For our 5th placement, we have always said we'd be leary of adopting them. The behaviors we've faced - the work it's been - the case details - they all make us be happy as just foster parents. That being said, we've had them for 5 months now and we love them. My husband is just now letting them grow on us. It seems like a perfect placement - two girls the same age, two boys close to the same age. Even though its a challenge sometimes its clear they've grown on us and with us...just like with placement 3 we're really nervous about what happens when they go to their scheduled placement. Unlike some of our cases but like #3s, we just don't have a peace about that decision. We're not yet at the point where we're sure we'd adopt, but we'd probably lean that way.

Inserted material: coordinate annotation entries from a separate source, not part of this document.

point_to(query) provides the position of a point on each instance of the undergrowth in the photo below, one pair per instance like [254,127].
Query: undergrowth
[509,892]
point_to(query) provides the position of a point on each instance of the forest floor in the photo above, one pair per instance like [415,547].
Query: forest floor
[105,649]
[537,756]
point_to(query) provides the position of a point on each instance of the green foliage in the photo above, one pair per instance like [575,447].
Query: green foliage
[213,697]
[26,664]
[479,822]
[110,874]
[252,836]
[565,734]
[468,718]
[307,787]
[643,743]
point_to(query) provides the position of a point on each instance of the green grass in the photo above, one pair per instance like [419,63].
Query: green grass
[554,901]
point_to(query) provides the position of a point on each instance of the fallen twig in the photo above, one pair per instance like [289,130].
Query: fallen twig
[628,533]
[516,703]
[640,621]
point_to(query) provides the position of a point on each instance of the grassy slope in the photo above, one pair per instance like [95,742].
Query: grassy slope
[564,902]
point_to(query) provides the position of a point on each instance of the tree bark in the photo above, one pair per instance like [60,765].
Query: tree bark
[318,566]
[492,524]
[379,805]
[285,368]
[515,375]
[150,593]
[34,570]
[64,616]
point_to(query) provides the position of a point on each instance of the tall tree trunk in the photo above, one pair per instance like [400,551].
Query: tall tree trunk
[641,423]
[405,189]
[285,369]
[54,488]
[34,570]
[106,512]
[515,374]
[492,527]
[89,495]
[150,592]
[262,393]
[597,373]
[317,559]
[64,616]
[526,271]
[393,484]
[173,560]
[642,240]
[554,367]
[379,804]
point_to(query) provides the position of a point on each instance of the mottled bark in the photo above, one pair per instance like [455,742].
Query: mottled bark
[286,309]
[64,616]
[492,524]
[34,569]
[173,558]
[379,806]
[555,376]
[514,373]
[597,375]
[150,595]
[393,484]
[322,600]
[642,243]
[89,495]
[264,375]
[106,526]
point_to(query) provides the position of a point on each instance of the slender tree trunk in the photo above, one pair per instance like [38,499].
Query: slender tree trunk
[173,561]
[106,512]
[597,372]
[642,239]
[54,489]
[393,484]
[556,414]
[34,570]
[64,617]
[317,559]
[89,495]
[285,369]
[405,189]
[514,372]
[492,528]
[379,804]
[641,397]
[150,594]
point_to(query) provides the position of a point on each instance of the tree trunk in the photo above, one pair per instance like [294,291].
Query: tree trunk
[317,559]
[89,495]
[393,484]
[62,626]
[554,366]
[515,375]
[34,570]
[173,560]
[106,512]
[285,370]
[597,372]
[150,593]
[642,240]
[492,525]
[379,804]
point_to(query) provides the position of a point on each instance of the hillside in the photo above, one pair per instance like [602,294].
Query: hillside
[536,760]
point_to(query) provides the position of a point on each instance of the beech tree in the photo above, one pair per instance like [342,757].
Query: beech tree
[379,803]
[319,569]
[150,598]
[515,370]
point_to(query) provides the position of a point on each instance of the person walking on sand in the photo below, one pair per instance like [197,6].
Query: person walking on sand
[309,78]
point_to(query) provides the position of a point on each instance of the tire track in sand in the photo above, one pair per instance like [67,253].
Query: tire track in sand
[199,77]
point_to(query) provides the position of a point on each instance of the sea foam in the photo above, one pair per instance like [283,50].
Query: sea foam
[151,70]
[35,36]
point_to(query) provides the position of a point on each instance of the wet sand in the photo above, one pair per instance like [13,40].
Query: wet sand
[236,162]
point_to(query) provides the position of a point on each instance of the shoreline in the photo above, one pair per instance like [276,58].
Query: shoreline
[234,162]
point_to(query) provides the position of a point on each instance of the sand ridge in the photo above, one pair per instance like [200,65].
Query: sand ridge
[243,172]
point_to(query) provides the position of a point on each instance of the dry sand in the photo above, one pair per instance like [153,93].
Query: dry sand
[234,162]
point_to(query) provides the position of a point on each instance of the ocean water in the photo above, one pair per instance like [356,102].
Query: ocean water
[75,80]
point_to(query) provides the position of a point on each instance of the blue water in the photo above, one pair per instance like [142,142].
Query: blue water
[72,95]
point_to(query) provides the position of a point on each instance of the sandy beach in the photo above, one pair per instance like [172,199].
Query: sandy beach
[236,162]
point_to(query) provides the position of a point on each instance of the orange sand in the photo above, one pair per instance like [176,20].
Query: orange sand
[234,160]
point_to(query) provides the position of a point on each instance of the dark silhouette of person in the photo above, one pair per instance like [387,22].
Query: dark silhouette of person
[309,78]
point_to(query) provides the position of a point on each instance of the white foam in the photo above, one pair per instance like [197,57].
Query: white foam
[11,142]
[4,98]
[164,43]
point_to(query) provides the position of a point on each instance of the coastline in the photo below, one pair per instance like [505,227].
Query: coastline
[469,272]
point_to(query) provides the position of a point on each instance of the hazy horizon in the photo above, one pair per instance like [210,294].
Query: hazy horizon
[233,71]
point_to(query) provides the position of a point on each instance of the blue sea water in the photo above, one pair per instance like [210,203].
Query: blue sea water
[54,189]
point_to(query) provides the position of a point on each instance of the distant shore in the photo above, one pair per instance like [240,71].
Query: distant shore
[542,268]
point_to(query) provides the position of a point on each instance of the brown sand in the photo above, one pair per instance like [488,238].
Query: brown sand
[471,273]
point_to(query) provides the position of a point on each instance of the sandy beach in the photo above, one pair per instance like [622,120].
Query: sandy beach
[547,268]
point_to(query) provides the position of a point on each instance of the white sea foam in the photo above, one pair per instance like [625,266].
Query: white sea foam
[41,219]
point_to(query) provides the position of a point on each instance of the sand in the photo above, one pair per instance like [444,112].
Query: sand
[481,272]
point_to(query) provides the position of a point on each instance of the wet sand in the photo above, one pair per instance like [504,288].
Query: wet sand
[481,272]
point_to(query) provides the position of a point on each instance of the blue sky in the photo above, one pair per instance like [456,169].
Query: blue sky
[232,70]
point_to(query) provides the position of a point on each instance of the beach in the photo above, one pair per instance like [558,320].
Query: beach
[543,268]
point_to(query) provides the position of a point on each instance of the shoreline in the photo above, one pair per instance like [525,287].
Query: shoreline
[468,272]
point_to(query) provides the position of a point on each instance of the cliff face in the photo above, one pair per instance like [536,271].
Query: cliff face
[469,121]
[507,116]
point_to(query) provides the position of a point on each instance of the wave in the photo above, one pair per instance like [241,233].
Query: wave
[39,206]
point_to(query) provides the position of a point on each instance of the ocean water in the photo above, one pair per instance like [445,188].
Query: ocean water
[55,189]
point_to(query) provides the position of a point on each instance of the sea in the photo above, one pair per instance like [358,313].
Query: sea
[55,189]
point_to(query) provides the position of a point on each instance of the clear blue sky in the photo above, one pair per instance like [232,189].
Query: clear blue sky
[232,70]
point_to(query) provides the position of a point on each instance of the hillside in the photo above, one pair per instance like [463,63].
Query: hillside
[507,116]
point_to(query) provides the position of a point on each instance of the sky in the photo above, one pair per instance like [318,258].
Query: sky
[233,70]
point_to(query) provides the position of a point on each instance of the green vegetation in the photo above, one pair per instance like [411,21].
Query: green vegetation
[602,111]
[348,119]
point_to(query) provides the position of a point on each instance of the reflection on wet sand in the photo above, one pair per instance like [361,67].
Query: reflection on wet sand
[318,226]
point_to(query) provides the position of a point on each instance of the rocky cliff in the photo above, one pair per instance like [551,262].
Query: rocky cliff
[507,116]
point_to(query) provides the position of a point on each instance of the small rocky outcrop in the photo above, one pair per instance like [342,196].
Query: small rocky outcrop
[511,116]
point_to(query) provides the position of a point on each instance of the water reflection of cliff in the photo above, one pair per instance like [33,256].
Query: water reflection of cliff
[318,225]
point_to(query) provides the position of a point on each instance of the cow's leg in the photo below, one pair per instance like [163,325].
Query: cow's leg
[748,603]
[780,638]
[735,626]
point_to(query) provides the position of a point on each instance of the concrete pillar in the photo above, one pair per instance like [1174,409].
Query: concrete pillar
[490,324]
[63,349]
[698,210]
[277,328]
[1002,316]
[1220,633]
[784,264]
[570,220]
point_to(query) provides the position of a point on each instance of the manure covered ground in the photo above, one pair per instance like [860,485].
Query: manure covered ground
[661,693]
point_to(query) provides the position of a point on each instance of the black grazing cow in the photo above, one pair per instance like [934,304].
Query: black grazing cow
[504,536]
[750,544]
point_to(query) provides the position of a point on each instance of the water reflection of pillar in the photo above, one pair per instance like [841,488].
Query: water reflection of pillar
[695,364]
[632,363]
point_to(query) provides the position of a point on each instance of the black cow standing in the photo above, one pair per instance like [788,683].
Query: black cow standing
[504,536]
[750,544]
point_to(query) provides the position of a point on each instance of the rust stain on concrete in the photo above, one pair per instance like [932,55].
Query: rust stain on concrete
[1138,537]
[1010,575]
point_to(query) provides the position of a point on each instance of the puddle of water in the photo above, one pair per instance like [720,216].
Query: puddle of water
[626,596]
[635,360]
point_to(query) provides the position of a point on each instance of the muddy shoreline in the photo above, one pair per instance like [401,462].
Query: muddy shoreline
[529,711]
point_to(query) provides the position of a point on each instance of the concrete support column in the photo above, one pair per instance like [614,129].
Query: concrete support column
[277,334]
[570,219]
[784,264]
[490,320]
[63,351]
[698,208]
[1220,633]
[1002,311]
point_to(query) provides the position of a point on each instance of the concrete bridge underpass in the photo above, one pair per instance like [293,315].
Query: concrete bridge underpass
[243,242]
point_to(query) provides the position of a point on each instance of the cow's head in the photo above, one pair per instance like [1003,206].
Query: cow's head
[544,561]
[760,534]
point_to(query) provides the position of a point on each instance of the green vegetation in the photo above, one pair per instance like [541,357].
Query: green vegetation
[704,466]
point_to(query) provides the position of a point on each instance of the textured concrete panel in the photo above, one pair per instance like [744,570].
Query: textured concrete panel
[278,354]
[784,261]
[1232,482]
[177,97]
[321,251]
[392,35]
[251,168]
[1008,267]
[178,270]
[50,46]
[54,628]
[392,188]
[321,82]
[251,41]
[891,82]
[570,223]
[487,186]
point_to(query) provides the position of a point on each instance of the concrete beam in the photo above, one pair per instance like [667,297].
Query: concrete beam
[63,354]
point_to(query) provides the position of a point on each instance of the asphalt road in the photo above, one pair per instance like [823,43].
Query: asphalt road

So, all in all, it depends on the case, anywhere from a few days to 5-6 months! I'd say if you fall in love with a kiddo within the first few days you should be very cautious to wait until any decisions are finally made for at least 2-3 months so you can get into a rhythm and avoid honeymoon decisions - that I suppose is one of the reasons for rules like we have in our state requireing 6 months in the home before adoptions can be finalized. And, just because you don't get that initial fuzzy feeling for a kiddo right away - doesn't mean they won't grow on your heart over time.